# Assignment 4

Please enter your **name, surname** and **student number** instead of `"NAME-HERE"`, `"SURNAME-HERE"`, `"NUMBER-HERE"` below

In [1]:
student = {
    'name' : "Esra" ,
    'surname' : "Sekerci", 
    'studentNumber' : "2698215"
}

print(student)

{'name': 'Esra', 'surname': 'Sekerci', 'studentNumber': '2698215'}


In [2]:
import numpy as np

## Notation for the homework

In this assignment, we consider neural network with multiple layers.
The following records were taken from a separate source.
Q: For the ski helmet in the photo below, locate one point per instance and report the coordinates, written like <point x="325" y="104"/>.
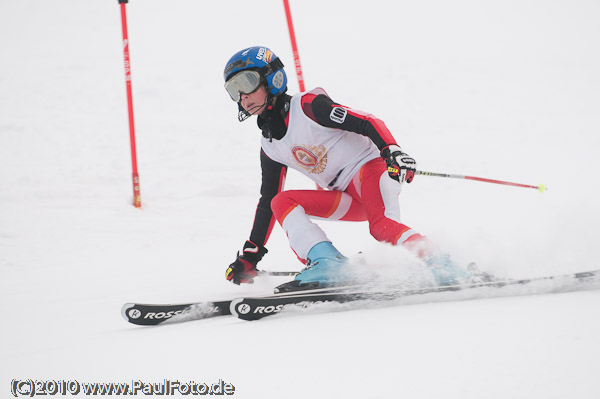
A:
<point x="262" y="60"/>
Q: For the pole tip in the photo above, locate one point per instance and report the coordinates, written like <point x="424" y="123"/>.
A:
<point x="541" y="188"/>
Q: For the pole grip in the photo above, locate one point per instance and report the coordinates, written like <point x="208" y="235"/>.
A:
<point x="288" y="15"/>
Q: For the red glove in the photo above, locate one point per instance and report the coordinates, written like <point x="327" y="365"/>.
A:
<point x="401" y="166"/>
<point x="243" y="269"/>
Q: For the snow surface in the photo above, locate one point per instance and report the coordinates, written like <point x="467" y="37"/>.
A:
<point x="501" y="89"/>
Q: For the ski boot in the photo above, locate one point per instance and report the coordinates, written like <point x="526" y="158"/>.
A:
<point x="445" y="271"/>
<point x="478" y="276"/>
<point x="324" y="269"/>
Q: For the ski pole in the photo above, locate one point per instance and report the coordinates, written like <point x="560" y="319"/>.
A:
<point x="288" y="15"/>
<point x="137" y="199"/>
<point x="270" y="273"/>
<point x="541" y="188"/>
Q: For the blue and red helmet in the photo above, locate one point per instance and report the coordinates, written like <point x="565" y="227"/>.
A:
<point x="262" y="60"/>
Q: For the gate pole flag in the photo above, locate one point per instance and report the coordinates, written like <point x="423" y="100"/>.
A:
<point x="288" y="15"/>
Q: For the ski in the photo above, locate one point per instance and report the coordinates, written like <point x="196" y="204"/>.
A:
<point x="144" y="314"/>
<point x="155" y="314"/>
<point x="258" y="307"/>
<point x="254" y="308"/>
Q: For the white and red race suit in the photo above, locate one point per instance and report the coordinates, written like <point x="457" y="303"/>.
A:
<point x="339" y="149"/>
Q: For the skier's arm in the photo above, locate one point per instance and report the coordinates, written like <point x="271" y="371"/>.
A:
<point x="243" y="269"/>
<point x="322" y="109"/>
<point x="273" y="178"/>
<point x="326" y="112"/>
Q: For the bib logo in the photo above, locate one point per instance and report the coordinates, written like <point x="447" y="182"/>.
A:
<point x="311" y="158"/>
<point x="338" y="114"/>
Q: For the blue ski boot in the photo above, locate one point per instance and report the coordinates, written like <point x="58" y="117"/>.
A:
<point x="445" y="271"/>
<point x="324" y="269"/>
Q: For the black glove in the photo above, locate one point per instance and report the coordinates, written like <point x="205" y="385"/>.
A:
<point x="243" y="270"/>
<point x="401" y="166"/>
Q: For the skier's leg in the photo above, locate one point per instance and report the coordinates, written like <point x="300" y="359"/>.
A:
<point x="292" y="209"/>
<point x="379" y="196"/>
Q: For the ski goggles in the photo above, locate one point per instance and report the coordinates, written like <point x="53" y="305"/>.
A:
<point x="244" y="82"/>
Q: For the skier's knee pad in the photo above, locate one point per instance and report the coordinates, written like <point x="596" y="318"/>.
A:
<point x="282" y="204"/>
<point x="390" y="231"/>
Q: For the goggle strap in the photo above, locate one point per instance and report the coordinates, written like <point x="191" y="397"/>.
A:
<point x="271" y="67"/>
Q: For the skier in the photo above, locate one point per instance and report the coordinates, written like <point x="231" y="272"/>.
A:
<point x="350" y="153"/>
Each layer has multiple inputs and outputs, and consists of two parts

- A linear module that implements the linear transformation $\pmb z = \pmb W^T x + \pmb w_0$. The output is $[z_1, \dots , z_n]^T$
- An **activation** module that applies some activation function $f$ to the linear module, such as Tanh or ReLU in the hidden layers or Softmax at the output layer. 


- Inputs to the vector $\pmb x$ is an $m \times 1$ vector
- Number of layers is $L$
- There are $n^l = m^{l+1}$ outputs from layer $l$
- The weight matrix for layer $l$ is $\pmb W^l$ is an $m^l \times n^l$ matrix
- Bias vector for layer $l$ is $\pmb w_0^l$ is a $n^l \times 1$ vector
- The outputs for the linear module for layer $l$ are known as *pre-activation* values denoted by $z^l$
- Layer $l$ activations are $a^l = [f^l(z_1^l), \dots, f^l(z_{n^l}^l)]^T$
- The output of the network is the values $a^L = [f^L(z_1^L), \dots, f^L(z_{n^L}^L)]^T$
- Loss function $Loss(a,y)$ measures the loss of output values $a$ when the target is $y$
  

## Sigmoid activation

Suppose you use *sigmoid* function as an activation function

$$\sigma(z) = \frac{1}{1 + e^{-z}}$$

- Write a function that computes the sigmoid function (5 pts)

In [3]:
def sigmoid(z):
    return 1 / (1 + np.exp(-z))

- Write a function that computes the gradient of the sigmoid function with respect to $z$. (5 pts)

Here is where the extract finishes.